The thing about casting Steve Carell is that you’d find the character hollowed beyond what you’d have intended him to be. Dodge has just had his wife (played, incidentally, by Carell’s real wife Nancy Carell) drop him like he’s got dirt all over. He goes over to a friend’s place in the aftermath. The friend’s wife, initially, sets him up with a friend of hers (Melanie Lynskey) who intends to get the best out of the rest of her days. She then makes a pass at him herself. “Linda (Dodge’s wife) got to do what she wanted to do,” she says. “Why not me?” Dodge is dumbstruck. His only answer is to jump the fence and run away. He does exactly that.
Penny (Keira Knightley) is introduced to us before she’s introduced to Dodge. We have a shot of her leaving her boyfriend (Adam Brody) as he clings to the door like it’s her, not letting go. Her hair short, Knightley reminded me of her character in ‘Love Actually,’ Richard Curtis’ collage of love stories.

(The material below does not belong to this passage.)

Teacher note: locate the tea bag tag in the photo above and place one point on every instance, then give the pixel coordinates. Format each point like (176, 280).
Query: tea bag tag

She’s from England – not New England, old England – and has an accent. That’s about the only thing about her that is strange in a character that is archetypical American. Emily Blunt was an example in ‘the Five-Year Engagement.’ I don’t know if it’s a trend, but if it is, it’s worth noticing.
The film begins like it’s going to hang loose on an existential thread, but quickens to define a task for itself by means of its lead characters. Dodge comes across a letter that hadn’t quite reached him, from a high-school sweetheart by the name of Olivia. “Is she the one that got away?” Penny asks him. “Well, they all got away,” he responds, with Carell’s defeatist smile. “She was just the first one.” In that letter, needless to say, Olivia expresses undying love that had just resurfaced, given recent events. Having mentioned he hasn’t got the time or energy to handle ‘someone new,’ Dodge fixates on a past that he intends to bring to whatever remained of a future.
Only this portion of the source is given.